On the first level we have framework-specific test folders, a high-level conftest.py and the e2e module. Potentially, there could be tests on cross-package functionality on that level as well (i.e., compatibility tests).

tests/e2e.py

This module contains some functions and classes that come handy for end-to-end tests. Historically, those are almost the only tests we have (e.g., the repo originally contained no unit tests) and there are some common patterns used here allowing us to reuse lots of code. See docstrings on functions and classes themselves to better understand what they could be used for.

tests/conftest.py

This is a high level conftest.py of out pytest setup. Its job is to enable pytester and to declare commonly used fixtures: rst_examples and docstring.

Framework-specific test folders

A Framework-specific test folder mainly consists of tests on allure integration with the framework.

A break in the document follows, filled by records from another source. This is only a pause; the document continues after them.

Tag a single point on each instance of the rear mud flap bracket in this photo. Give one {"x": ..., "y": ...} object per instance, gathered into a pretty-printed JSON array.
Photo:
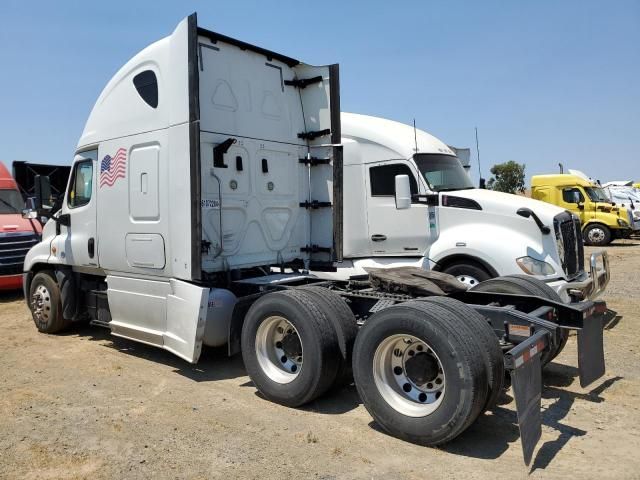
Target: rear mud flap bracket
[
  {"x": 523, "y": 361},
  {"x": 591, "y": 348}
]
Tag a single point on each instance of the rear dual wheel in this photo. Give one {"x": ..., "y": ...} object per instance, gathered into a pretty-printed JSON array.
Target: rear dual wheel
[
  {"x": 420, "y": 370},
  {"x": 45, "y": 303},
  {"x": 290, "y": 346}
]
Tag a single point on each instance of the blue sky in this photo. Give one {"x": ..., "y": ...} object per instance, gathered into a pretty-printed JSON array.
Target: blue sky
[{"x": 544, "y": 81}]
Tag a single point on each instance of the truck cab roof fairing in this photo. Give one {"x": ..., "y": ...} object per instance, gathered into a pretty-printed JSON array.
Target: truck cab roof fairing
[{"x": 399, "y": 139}]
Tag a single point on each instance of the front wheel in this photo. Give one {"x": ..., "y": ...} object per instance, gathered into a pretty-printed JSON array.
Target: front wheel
[
  {"x": 45, "y": 304},
  {"x": 597, "y": 235}
]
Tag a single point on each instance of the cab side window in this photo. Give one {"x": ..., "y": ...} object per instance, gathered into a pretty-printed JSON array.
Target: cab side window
[
  {"x": 81, "y": 184},
  {"x": 383, "y": 179},
  {"x": 572, "y": 195}
]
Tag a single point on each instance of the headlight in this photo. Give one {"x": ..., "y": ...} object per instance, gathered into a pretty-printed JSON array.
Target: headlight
[{"x": 533, "y": 266}]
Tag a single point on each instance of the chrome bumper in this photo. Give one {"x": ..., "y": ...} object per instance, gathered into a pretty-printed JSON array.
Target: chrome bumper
[{"x": 594, "y": 284}]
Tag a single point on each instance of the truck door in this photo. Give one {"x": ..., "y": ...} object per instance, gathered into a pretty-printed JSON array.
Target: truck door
[
  {"x": 394, "y": 232},
  {"x": 76, "y": 244}
]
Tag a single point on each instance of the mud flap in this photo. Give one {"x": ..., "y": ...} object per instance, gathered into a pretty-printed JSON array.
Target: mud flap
[
  {"x": 523, "y": 361},
  {"x": 591, "y": 346}
]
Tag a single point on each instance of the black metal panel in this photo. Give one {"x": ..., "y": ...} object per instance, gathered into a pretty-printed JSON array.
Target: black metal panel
[
  {"x": 591, "y": 350},
  {"x": 338, "y": 231},
  {"x": 567, "y": 230},
  {"x": 334, "y": 105},
  {"x": 215, "y": 37},
  {"x": 194, "y": 148},
  {"x": 13, "y": 249}
]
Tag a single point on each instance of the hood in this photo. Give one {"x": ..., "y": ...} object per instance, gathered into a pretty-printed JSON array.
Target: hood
[
  {"x": 507, "y": 204},
  {"x": 13, "y": 222}
]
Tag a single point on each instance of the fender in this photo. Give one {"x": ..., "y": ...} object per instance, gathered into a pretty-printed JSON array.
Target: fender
[
  {"x": 497, "y": 249},
  {"x": 457, "y": 257}
]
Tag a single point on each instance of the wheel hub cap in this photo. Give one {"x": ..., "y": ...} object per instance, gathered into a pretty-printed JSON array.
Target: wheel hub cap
[
  {"x": 421, "y": 368},
  {"x": 278, "y": 349},
  {"x": 409, "y": 375},
  {"x": 41, "y": 303}
]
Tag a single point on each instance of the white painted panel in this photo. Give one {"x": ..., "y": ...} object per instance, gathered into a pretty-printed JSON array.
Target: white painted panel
[
  {"x": 144, "y": 197},
  {"x": 168, "y": 314},
  {"x": 145, "y": 250},
  {"x": 186, "y": 320}
]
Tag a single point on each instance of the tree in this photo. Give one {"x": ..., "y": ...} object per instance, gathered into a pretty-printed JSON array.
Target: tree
[{"x": 507, "y": 177}]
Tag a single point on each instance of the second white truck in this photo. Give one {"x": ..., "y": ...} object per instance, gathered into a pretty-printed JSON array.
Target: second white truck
[{"x": 449, "y": 226}]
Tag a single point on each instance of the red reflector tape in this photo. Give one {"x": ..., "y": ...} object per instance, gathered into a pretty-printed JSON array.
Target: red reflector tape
[
  {"x": 600, "y": 307},
  {"x": 528, "y": 354}
]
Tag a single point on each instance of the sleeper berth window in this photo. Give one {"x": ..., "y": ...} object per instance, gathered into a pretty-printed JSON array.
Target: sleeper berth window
[{"x": 146, "y": 84}]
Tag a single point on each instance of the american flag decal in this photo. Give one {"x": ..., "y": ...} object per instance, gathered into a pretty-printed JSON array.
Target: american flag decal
[{"x": 113, "y": 168}]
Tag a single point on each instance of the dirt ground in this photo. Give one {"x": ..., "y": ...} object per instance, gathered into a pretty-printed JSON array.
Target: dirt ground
[{"x": 87, "y": 405}]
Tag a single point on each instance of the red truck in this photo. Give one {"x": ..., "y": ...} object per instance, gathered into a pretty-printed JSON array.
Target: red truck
[{"x": 17, "y": 235}]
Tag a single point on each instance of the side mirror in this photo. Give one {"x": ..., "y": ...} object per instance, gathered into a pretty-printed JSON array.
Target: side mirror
[
  {"x": 42, "y": 190},
  {"x": 403, "y": 192},
  {"x": 29, "y": 214},
  {"x": 576, "y": 198}
]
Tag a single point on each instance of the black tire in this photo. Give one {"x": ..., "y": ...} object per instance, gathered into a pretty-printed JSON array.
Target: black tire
[
  {"x": 468, "y": 272},
  {"x": 461, "y": 361},
  {"x": 596, "y": 234},
  {"x": 345, "y": 326},
  {"x": 491, "y": 350},
  {"x": 524, "y": 285},
  {"x": 45, "y": 305},
  {"x": 321, "y": 356}
]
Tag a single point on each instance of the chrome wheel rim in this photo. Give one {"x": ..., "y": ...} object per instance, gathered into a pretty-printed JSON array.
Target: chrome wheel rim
[
  {"x": 279, "y": 349},
  {"x": 409, "y": 375},
  {"x": 468, "y": 280},
  {"x": 596, "y": 235},
  {"x": 41, "y": 303}
]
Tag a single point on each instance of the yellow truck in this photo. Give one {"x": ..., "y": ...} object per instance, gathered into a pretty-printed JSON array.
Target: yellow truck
[{"x": 601, "y": 221}]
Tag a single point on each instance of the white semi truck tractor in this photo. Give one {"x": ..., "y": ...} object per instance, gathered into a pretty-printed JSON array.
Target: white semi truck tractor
[
  {"x": 205, "y": 162},
  {"x": 448, "y": 225}
]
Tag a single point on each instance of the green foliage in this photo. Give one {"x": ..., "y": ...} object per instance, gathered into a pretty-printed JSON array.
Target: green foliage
[{"x": 507, "y": 177}]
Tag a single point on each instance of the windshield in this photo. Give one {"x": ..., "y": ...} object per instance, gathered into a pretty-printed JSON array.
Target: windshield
[
  {"x": 597, "y": 194},
  {"x": 442, "y": 172},
  {"x": 10, "y": 201}
]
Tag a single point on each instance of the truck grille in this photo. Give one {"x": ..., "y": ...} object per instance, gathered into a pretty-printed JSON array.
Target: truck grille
[
  {"x": 13, "y": 248},
  {"x": 570, "y": 243}
]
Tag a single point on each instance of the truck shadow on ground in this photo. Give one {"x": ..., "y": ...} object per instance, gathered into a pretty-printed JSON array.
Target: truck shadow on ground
[
  {"x": 214, "y": 364},
  {"x": 489, "y": 437}
]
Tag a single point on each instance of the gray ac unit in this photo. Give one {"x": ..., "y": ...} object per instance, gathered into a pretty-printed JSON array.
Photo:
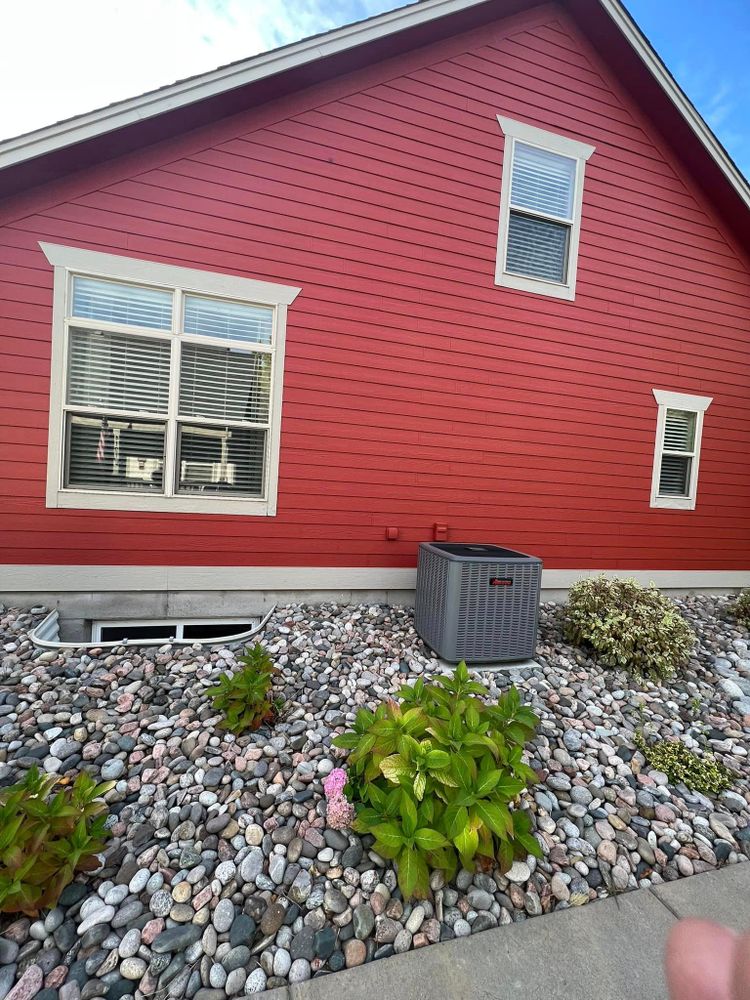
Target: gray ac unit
[{"x": 476, "y": 602}]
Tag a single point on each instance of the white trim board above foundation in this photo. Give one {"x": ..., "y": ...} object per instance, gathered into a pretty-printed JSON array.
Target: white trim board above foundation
[{"x": 75, "y": 579}]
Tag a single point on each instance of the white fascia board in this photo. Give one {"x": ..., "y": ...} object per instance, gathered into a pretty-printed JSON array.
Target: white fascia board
[
  {"x": 185, "y": 92},
  {"x": 219, "y": 81},
  {"x": 78, "y": 579},
  {"x": 666, "y": 81}
]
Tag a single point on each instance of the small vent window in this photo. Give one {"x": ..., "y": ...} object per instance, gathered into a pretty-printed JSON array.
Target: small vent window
[
  {"x": 164, "y": 631},
  {"x": 678, "y": 437}
]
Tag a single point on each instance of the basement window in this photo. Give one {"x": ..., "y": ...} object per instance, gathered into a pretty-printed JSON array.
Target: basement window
[
  {"x": 157, "y": 632},
  {"x": 540, "y": 210},
  {"x": 166, "y": 387},
  {"x": 679, "y": 428}
]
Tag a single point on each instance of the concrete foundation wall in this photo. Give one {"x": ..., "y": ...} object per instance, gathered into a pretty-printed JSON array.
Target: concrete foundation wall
[{"x": 78, "y": 609}]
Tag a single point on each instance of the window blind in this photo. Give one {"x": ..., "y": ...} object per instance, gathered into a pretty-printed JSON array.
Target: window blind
[
  {"x": 228, "y": 320},
  {"x": 106, "y": 453},
  {"x": 224, "y": 384},
  {"x": 227, "y": 460},
  {"x": 114, "y": 302},
  {"x": 536, "y": 247},
  {"x": 543, "y": 181},
  {"x": 118, "y": 372}
]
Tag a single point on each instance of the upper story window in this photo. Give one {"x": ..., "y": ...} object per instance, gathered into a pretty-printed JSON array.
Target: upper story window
[
  {"x": 166, "y": 386},
  {"x": 540, "y": 210},
  {"x": 679, "y": 427}
]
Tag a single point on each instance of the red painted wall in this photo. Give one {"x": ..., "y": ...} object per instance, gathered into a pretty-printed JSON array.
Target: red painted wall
[{"x": 416, "y": 390}]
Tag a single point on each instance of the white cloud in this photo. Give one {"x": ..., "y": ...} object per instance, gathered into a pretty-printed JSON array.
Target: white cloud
[{"x": 60, "y": 58}]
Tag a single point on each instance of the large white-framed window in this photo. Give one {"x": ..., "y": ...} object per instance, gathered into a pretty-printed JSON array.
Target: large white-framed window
[
  {"x": 540, "y": 210},
  {"x": 166, "y": 386},
  {"x": 679, "y": 428}
]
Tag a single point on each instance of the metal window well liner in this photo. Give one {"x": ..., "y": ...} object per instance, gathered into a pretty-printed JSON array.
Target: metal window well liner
[
  {"x": 46, "y": 635},
  {"x": 477, "y": 602}
]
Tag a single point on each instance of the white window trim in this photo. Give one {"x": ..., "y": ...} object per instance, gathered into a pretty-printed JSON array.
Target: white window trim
[
  {"x": 74, "y": 260},
  {"x": 551, "y": 142},
  {"x": 677, "y": 401}
]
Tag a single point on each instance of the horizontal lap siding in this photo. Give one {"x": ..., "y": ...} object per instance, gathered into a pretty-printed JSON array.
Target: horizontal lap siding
[{"x": 416, "y": 391}]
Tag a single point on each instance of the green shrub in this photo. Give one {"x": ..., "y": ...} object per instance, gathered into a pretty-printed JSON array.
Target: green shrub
[
  {"x": 244, "y": 697},
  {"x": 680, "y": 764},
  {"x": 741, "y": 608},
  {"x": 628, "y": 625},
  {"x": 44, "y": 841},
  {"x": 432, "y": 779}
]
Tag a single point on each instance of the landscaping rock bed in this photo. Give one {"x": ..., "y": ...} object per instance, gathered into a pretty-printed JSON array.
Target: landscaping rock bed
[{"x": 221, "y": 878}]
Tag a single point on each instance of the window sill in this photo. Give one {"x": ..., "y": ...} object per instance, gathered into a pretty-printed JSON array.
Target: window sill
[
  {"x": 673, "y": 503},
  {"x": 537, "y": 286},
  {"x": 80, "y": 500}
]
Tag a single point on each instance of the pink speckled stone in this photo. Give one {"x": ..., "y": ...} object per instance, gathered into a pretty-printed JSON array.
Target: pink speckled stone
[
  {"x": 152, "y": 930},
  {"x": 28, "y": 985}
]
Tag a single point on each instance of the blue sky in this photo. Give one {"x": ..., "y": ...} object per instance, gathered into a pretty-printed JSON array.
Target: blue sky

The tests are grouped into nested folders depending on area they test, their granularity, purpose, etc. I used the following categories on the highest level of separation:

  • acceptance - for end-to-end tests, i.e., tests to ensure the allure fully and correctly supports a corresponding framework. Usually, those tests have doc examples or other form of human readable description associated with them. I further divided acceptance tests into framework support tests (on whether allure correctly translates framework constructs into allure ones) and allure API tests (whether allure API is accessible to a framework user and produces the expected results).
  • defects - for bug reproduction tests.
  • externals - for tests on allure compatibility with 3rd party packages (e.g., pytest plugins).

Framework-specific test runners

Each allure integration has its own test runner (except allure-pytest-bdd; it uses allure-pytest's one) and a fixture associated with it. Each runner inherits from a common base class and implements how exactly the framework should be executed. It also provides a simple way to specify test description (depending on the framework it could be a path to a file, a string or an ID of a code block in an example file or any combination of all these options).

Refer to test runner's docstrings on what capabilities does it provides.

Framework-specific conftest.py

These conftest.py files declare additional fixtures to use by tests. Typically, they are test runner fixtures.

Examples

Examples were rewritten as reStructuredTest (.rst) documents with code blocks inside. Each code block has an ID assigned to it. A test may refer to that ID to access the code block content and use it as an input for a framework run.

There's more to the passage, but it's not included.